In any case, Simpson had sufficient notice based on the plain language of the regulation and its own commitments in the permit application. Simpson’s HCP included promises that would clearly appeal to FWS regulators. By promising not only to mitigate harm to the spotted owl, but other species of concern as well, Simpson made its application more attractive. And Simpson received a substantial benefit in exchange for these promises-the right to take northern spotted owls without running afoul of the ESA. Simpson accepted its permit subject to certain background conditions, one of which imposes an ongoing duty on FWS to insure that its actions do not jeopardize threatened species. We cannot ignore those provisions without in some way violating the bargain. To hold otherwise would rewrite the permit and give a windfall to Simpson in the form of extra assurances that were not bargained for in the original agreement.

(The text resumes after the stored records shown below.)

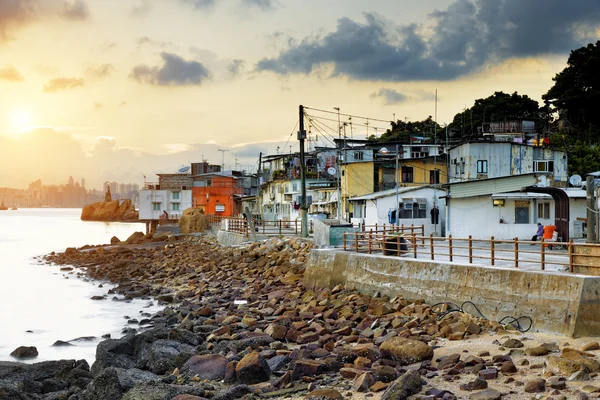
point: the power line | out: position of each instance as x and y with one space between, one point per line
348 115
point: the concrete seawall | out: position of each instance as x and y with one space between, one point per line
557 302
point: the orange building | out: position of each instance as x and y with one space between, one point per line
216 193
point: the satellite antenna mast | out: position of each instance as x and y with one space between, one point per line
223 159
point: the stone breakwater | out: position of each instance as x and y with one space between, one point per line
239 323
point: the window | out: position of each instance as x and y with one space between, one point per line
482 166
543 166
544 210
407 174
522 212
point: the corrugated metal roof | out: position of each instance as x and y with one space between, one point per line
484 187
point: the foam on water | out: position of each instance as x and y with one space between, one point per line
52 304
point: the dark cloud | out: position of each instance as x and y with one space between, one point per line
57 84
390 96
175 71
76 10
460 39
99 71
141 9
10 73
200 4
14 13
262 4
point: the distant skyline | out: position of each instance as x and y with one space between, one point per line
118 89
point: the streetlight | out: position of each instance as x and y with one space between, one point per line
384 151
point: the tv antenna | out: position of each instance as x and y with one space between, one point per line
223 159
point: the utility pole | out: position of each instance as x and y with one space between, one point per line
304 203
223 159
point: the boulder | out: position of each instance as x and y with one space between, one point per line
252 369
405 351
207 366
110 211
193 220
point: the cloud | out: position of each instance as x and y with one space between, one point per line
175 71
99 71
10 73
200 4
57 84
458 40
390 96
75 10
142 9
14 13
264 5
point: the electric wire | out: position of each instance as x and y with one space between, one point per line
508 320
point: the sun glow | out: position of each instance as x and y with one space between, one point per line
21 121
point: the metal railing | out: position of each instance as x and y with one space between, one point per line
264 227
565 256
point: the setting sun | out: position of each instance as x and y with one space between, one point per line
21 120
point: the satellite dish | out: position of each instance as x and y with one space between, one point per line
575 180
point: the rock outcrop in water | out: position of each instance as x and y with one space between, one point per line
110 211
239 323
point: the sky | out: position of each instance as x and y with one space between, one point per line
121 89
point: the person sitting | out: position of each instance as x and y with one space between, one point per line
538 234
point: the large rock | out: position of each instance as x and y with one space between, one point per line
207 366
253 369
193 220
405 351
110 211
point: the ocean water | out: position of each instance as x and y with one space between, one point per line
52 304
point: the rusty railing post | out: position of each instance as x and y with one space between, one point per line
492 250
414 240
516 240
431 243
470 249
543 255
571 256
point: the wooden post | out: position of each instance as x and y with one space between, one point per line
543 255
492 250
431 242
516 240
470 249
571 266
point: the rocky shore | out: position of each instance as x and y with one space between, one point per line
239 323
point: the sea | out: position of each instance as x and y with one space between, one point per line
39 304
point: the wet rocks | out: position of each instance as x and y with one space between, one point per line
23 352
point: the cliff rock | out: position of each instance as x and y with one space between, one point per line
193 220
109 211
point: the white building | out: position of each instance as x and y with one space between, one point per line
415 206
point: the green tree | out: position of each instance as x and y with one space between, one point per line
402 131
576 92
498 107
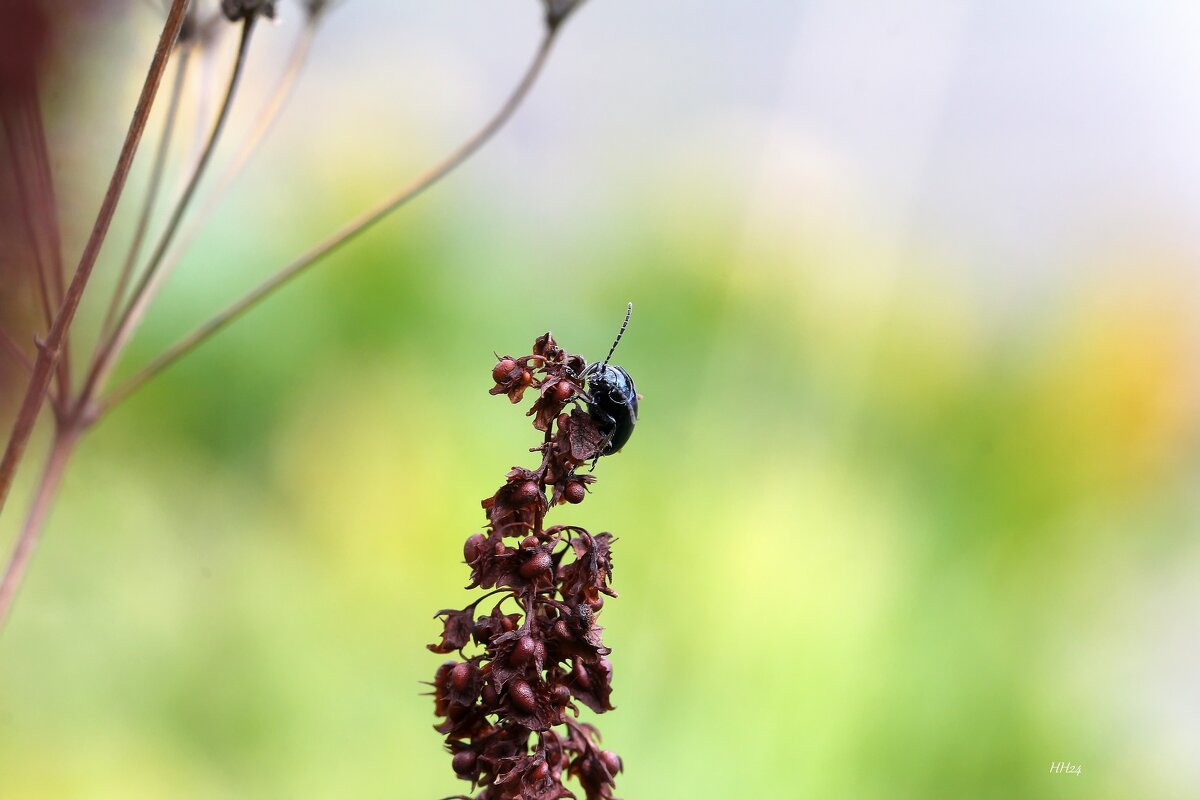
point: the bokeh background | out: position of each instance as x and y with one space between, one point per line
911 511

. 50 C.F.R. § 13.23 was amended in August 2000 to limit FWS's discretion over certain permits. The new regulation reads: “The Service reserves the right to amend any permit for just cause at any time during its term, upon written finding of necessity, provided that any such amendment of a permit issued under § 17.22(b) through (d) or § 17.32(b) through (d) of this subchapter shall be consistent with the requirements of § 17.22(b)(5), (c)(5) and (d)(5) or § 17.32(b)(5), (c)(5) and (d)(5) of this subchapter, respectively.” Simpson’s permit was issued under § 17.32(b). Consequently, the permit would be protected from amendment under the assurances provided in § 17.32(b)(5), however, that section expressly excludes permits issued before March 25, 1998. Because Simpson's permit was issued in 1992, when no such assurances were provided under FWS's governing regulations, compare 50 Fed.Reg. 39681 (Sept. 30, 1985), with 63 Fed.Reg. 8859 (Feb. 23, 1998) (amending regulations to include Habitat Conservation Plan Assurances (“No Surprises”) Rule), FWS is not restricted by the current version of the regulations from amending Simpson's permit for just cause upon a written finding of necessity.

. The Implementation Agreement states: “nothing herein contained is intended to limit the authority or responsibility of the United States government to ... otherwise fulfill its responsibilities under the ESA.”

. We also deferred, in Sierra Club, to the Solicitor’s interpretation that BLM did not have a duty to consult. 65 F.3d at 1506, 1509. Here there is no such agency interpretation entitled to deference.